The Central Bank of Egypt (CBE) has removed a limit it imposed in February 2015 on foreign currency deposits and withdrawal by companies.
The CBE's move came on Wednesday, just hours after it removed a similar cap for individuals.
In a statement, the bank said the move was intended to smoothen foreign trade and facilitate procedures for companies working on importing staple commodities. It clarified that the caps, however, will remain in force as far as other imports are concerned.
CBE governor Tareq Amer said the procedure aims at increasing foreign currency resources and propping up net reserves while dealing maximum losses to black-market speculators.

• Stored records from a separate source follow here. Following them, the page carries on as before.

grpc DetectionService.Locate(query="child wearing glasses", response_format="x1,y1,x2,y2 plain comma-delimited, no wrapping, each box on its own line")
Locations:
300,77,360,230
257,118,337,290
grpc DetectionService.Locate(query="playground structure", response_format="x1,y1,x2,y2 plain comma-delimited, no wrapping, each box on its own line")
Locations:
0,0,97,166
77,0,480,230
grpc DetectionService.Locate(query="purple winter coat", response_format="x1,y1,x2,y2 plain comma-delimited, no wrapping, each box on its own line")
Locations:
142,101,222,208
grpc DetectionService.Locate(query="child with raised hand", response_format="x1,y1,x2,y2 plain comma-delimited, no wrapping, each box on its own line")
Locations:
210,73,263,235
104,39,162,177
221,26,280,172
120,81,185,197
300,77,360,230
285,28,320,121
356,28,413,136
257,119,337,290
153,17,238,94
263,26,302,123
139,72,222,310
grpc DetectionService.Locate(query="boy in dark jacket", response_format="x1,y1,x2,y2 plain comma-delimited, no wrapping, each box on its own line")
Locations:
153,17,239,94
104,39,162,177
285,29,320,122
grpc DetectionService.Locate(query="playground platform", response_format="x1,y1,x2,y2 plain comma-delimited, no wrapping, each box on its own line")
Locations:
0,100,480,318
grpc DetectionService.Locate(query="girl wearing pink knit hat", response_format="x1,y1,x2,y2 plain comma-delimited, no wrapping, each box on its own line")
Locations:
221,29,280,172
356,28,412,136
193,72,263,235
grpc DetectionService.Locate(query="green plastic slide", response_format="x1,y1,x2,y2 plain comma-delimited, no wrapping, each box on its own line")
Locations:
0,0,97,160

The central bank had capped the amount that can be deposited in banks at US$50,000 a month. It also set a limit of $10,000 a day on withdrawals for individuals and a $30,000 a day for corporate withdrawals.
Late on Tuesday Central Bank Governor Tarek Amer told a local newspaper that the bank aimed to increase Egypt's foreign reserves to $25 billion by the end of 2016 and that removing the caps on individuals would "greatly contribute" to that goal.
Egypt’s reserves fell from $36 billion in 2011 to $16.5 billion at the end of February and the central bank has been rationing dollars through weekly auctions.
The Egyptian pound made a recent record fall against the US dollar, with black market rates for US dollars exceeding LE9 in some cases.